Ueli Rotachs beeindruckender Weg vom Hirnschlag zu den Paralympics

Junger Skifahrer im Schnee und beim Slalom.

Als Kind erlitt Ueli Rotach einen Hirnschlag. Ärzte zweifelten damals daran, ob er überhaupt überleben würde. Nun ist der 23-Jährige ehemalige BWZ-Lernende aus dem Toggenburg an den Paralympics gestartet. Im März 2026 ist er seine ersten paralympischen Skirennen gefahren und hat zwei Ergebnisse in den Top 30 erzielt: Sowohl im Riesenslalom als auch im Super-G erreichte er Platz 26.

Am BWZ hat er im August 2024 erfolgreich seine Lehre als Polymechaniker abgeschlossen und beantwortet darum nach der aufregenden Zeit in Cortina (IT) exklusiv Fragen zu seinem Erfolg.

Wie hat es sich angefühlt, erstmals bei den Paralympics am Start zu sein?

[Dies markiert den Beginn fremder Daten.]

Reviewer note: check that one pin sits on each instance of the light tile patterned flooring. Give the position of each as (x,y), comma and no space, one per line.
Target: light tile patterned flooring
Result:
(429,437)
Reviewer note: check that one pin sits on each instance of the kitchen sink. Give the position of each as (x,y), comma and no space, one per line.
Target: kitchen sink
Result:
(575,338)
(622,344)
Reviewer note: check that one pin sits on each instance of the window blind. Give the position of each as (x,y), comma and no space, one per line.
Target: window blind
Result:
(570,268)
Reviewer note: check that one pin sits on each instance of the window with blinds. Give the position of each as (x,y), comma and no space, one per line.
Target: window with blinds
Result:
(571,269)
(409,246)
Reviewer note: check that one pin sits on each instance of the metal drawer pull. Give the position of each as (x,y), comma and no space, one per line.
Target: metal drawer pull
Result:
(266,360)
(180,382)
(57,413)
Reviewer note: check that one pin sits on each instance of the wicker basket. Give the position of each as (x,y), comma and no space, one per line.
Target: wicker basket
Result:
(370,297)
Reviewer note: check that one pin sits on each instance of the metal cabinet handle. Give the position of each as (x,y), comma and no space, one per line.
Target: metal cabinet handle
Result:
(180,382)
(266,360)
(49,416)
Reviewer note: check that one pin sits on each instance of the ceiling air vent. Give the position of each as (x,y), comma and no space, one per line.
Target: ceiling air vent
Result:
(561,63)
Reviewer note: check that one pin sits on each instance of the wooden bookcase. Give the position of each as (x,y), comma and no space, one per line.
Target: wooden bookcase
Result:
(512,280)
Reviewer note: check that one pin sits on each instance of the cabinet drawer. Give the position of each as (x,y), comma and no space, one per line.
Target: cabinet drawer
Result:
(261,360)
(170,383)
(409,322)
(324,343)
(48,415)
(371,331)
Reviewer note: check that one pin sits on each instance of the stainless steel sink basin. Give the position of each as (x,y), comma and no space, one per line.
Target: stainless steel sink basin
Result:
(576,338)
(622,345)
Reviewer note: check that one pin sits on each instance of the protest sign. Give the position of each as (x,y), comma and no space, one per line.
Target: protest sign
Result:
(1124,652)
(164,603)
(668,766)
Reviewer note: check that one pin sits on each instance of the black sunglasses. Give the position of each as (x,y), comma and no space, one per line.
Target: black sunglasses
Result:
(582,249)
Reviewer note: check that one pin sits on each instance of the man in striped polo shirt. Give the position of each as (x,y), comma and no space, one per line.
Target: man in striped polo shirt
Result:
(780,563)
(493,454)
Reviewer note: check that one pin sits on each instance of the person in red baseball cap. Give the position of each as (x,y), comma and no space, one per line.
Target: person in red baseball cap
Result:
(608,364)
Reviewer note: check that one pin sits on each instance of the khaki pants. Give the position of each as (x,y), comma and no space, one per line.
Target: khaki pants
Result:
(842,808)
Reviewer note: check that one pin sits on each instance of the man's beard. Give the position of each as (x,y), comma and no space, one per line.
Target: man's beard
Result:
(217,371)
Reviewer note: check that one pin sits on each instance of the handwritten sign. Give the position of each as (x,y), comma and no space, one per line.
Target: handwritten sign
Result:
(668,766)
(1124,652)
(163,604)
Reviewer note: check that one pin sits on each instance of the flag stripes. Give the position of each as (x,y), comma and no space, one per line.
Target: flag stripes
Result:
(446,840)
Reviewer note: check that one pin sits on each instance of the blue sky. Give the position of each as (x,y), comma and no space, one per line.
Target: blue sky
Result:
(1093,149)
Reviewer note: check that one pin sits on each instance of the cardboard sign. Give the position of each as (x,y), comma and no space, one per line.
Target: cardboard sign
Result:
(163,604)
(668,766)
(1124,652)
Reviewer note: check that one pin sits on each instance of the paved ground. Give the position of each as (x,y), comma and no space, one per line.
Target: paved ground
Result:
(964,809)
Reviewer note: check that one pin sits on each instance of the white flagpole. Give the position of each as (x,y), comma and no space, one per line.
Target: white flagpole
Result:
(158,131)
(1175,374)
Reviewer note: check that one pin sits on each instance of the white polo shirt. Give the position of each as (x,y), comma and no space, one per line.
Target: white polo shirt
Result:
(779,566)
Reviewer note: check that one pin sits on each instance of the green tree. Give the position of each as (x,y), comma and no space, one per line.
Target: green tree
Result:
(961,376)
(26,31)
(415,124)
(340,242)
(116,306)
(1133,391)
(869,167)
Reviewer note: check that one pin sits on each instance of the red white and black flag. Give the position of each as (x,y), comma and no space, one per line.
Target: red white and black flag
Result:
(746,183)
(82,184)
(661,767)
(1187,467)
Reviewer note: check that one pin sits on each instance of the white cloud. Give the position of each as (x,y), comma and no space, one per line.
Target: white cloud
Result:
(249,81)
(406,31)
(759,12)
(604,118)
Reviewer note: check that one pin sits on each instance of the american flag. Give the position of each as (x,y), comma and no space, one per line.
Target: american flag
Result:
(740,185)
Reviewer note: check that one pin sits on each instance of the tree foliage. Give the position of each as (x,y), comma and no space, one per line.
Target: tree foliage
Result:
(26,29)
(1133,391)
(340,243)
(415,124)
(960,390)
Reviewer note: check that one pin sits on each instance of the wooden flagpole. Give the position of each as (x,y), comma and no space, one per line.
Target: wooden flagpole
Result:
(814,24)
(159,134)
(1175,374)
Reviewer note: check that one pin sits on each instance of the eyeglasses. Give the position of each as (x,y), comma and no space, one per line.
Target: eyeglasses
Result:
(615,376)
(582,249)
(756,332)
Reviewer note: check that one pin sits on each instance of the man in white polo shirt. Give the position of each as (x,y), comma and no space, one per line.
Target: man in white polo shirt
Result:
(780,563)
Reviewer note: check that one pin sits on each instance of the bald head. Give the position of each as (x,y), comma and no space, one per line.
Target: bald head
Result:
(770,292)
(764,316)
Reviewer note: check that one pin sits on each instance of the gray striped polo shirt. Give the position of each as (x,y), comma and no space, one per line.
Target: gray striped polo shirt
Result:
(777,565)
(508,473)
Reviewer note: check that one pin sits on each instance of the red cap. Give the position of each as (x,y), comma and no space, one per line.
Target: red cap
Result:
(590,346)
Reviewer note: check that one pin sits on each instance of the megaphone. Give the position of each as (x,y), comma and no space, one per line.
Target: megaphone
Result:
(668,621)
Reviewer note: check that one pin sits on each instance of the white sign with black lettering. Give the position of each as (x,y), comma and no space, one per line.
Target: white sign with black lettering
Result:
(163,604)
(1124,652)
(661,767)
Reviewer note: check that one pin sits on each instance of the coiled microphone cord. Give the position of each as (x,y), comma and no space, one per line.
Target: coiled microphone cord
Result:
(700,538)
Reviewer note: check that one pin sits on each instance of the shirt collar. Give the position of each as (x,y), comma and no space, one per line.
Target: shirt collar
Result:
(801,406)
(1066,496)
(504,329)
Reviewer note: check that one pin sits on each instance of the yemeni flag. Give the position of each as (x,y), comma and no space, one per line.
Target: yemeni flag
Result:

Es war eine Mischung aus Nervosität und Begeisterung. Am Start des Rennens wusste ich nicht genau, was mich erwartet, da die Piste anspruchsvoll war. Doch das Erlebnis im olympischen Dorf, die riesige Aufmerksamkeit von Zuschauern und Medien, war überwältigend. Das Spektakel konnte ich wirklich geniessen und es hat mir gezeigt, dass all die Anstrengung zu diesem Moment geführt hat. Ich nehme die Erfahrungen und Emotienen daraus, um zu lernen und profitieren

Was ist die grösste Herausforderung, Spitzensport und Ausbildung unter einen Hut zu bringen?

Beruf und Spitzensport zu verbinden, ist ein Balanceakt. Man muss Prioritäten je nach Saison klar kommunizieren. Im Winter liegt der Fokus auf dem Sport, im Sommer mehr auf der Ausbildung. Wichtig ist, dass man sich nicht übernimmt, um nicht irgendwann auszubrennen. Diese Balance ist der Schlüssel, um beide Welten gut zu vereinen.

Wie hat Sie das BWZ auf Ihrem Weg unterstützt und wo gäbe es noch Potenzial?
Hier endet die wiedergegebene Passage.